Because of the potential gaps and inaccuracies in existing analyses, we aimed to more precisely define the epidemiology of pediatric emergencies in ambulatory practices by matching EMS pickup locations to known addresses of ambulatory providers across a major metropolitan area and then manually reviewing the matched records to confirm the locations. We hypothesized that ambulatory-based emergencies in pediatric patients occur at a different frequency and are caused by other etiologies than what is currently described in the medical literature.

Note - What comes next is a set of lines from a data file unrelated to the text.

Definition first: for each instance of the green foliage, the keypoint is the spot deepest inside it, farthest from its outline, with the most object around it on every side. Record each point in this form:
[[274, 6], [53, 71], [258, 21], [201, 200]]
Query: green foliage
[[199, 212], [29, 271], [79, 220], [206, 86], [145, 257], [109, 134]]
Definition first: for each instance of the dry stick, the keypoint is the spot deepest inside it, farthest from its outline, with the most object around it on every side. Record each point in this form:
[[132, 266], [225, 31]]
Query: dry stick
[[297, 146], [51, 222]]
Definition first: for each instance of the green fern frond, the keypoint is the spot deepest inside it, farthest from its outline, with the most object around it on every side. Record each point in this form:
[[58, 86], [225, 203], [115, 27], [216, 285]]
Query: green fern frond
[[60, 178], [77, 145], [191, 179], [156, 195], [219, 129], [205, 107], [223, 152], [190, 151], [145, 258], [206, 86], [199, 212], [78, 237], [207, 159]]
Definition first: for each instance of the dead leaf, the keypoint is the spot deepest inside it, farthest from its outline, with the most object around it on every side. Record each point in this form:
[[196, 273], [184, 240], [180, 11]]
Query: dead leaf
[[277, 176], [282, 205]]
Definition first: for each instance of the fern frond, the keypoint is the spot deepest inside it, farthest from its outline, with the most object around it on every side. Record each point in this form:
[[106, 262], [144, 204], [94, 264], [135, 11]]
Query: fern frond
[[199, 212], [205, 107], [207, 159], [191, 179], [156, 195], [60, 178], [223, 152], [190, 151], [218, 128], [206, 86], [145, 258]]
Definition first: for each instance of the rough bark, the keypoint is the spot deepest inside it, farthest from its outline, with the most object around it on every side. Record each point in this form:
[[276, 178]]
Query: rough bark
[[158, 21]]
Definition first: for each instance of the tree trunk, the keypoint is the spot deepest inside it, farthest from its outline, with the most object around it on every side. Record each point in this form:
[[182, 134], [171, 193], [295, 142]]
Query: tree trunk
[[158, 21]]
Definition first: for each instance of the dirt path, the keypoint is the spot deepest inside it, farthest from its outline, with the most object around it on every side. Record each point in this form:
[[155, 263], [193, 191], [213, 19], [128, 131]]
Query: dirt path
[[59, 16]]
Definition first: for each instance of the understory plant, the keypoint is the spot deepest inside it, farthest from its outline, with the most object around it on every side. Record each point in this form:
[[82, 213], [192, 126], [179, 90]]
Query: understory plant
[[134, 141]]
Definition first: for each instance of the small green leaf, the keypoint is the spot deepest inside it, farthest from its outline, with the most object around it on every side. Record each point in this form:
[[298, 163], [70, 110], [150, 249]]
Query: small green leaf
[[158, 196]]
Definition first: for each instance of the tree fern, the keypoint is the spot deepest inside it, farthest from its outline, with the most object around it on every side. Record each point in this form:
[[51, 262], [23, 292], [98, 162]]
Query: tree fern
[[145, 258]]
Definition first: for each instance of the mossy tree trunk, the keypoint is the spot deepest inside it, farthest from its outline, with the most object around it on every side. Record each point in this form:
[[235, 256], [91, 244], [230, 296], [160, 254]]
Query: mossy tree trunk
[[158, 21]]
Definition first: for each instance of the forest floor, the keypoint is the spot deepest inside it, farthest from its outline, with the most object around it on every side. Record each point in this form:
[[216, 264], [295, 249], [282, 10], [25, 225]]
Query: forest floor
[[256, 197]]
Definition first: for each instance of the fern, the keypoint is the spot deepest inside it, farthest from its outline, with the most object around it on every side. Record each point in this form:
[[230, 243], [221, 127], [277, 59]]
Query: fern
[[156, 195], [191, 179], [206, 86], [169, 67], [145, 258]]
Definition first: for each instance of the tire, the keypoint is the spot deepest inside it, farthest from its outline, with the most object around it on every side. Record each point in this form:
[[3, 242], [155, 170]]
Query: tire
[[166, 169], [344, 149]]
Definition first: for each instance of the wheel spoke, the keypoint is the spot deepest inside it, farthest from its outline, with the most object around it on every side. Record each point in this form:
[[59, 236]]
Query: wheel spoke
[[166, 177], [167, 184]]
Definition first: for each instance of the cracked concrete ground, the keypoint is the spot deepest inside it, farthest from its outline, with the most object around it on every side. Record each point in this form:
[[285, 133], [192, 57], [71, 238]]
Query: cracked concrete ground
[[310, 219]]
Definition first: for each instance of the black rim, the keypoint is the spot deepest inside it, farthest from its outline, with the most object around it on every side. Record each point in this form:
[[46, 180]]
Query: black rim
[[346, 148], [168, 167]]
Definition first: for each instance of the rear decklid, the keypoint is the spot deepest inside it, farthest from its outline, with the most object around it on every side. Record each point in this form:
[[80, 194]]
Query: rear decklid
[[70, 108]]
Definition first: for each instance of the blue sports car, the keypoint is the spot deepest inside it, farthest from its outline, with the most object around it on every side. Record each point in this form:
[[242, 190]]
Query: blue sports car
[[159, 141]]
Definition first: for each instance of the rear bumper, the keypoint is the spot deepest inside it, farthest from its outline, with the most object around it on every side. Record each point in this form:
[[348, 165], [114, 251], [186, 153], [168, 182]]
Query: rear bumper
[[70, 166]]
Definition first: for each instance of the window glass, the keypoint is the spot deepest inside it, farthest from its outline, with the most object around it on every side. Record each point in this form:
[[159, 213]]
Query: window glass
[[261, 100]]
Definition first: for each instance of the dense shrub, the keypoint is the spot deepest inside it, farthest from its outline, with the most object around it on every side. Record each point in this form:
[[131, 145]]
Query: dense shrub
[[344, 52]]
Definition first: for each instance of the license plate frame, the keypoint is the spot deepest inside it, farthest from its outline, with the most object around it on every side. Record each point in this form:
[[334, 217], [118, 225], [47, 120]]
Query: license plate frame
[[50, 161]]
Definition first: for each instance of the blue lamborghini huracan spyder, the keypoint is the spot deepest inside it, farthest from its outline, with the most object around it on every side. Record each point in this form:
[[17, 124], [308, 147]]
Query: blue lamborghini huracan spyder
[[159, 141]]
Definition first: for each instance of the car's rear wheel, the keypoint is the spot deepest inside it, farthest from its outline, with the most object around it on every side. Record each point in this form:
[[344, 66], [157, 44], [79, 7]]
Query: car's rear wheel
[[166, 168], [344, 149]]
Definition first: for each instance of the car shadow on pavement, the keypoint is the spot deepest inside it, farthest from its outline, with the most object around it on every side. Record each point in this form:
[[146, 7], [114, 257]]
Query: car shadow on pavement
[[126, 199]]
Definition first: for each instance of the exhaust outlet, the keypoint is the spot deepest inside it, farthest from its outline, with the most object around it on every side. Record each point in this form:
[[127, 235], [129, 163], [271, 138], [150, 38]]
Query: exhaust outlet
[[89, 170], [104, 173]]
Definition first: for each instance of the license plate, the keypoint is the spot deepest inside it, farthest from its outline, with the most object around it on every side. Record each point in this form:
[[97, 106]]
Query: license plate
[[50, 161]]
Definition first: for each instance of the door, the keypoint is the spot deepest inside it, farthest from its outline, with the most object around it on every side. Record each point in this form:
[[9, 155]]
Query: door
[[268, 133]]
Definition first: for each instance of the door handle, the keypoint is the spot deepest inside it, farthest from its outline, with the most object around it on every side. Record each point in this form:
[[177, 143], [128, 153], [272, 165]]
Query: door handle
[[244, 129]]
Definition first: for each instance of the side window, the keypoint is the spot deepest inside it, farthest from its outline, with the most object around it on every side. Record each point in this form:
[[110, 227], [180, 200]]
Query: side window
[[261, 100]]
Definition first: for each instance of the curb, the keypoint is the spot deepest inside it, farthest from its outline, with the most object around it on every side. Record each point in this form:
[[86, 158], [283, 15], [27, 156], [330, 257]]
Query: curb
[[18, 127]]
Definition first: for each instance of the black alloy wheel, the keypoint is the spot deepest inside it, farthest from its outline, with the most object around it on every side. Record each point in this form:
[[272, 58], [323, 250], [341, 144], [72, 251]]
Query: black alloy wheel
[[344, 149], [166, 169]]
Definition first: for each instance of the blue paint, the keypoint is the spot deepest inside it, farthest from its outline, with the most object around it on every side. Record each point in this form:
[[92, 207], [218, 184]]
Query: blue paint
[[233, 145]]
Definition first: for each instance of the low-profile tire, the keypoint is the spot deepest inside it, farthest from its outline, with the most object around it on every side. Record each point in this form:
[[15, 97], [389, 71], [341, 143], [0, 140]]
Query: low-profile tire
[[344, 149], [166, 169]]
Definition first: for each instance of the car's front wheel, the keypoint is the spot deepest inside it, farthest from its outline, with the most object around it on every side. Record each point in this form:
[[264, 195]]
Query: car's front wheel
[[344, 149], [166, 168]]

This study was a retrospective observational study of EMS data from the Indianapolis metropolitan area, which includes Marion County and small portions of surrounding counties and is divided into 9 townships. Marion County contains 18 hospitals, with a total of 4616 beds with a density of 1 bed per 201 people.13 All patients <18 years old who were transported from an ambulatory practice by Indianapolis EMS or the Indiana University Health critical care transport team (ie, Lifeline) between January 1, 2012, and December 31, 2014, were eligible. Most patients (98.7%) were transported by the Indianapolis EMS system. Indianapolis EMS is the main EMS provider in the Indianapolis metropolitan area, with a transport volume of >100 000 calls per year. It is a 2-tiered system and serves the entire metropolitan area. The Indianapolis EMS data contained 6 patient records with incomplete address information, which were excluded. This study was approved by the Indiana University Institutional Review Board.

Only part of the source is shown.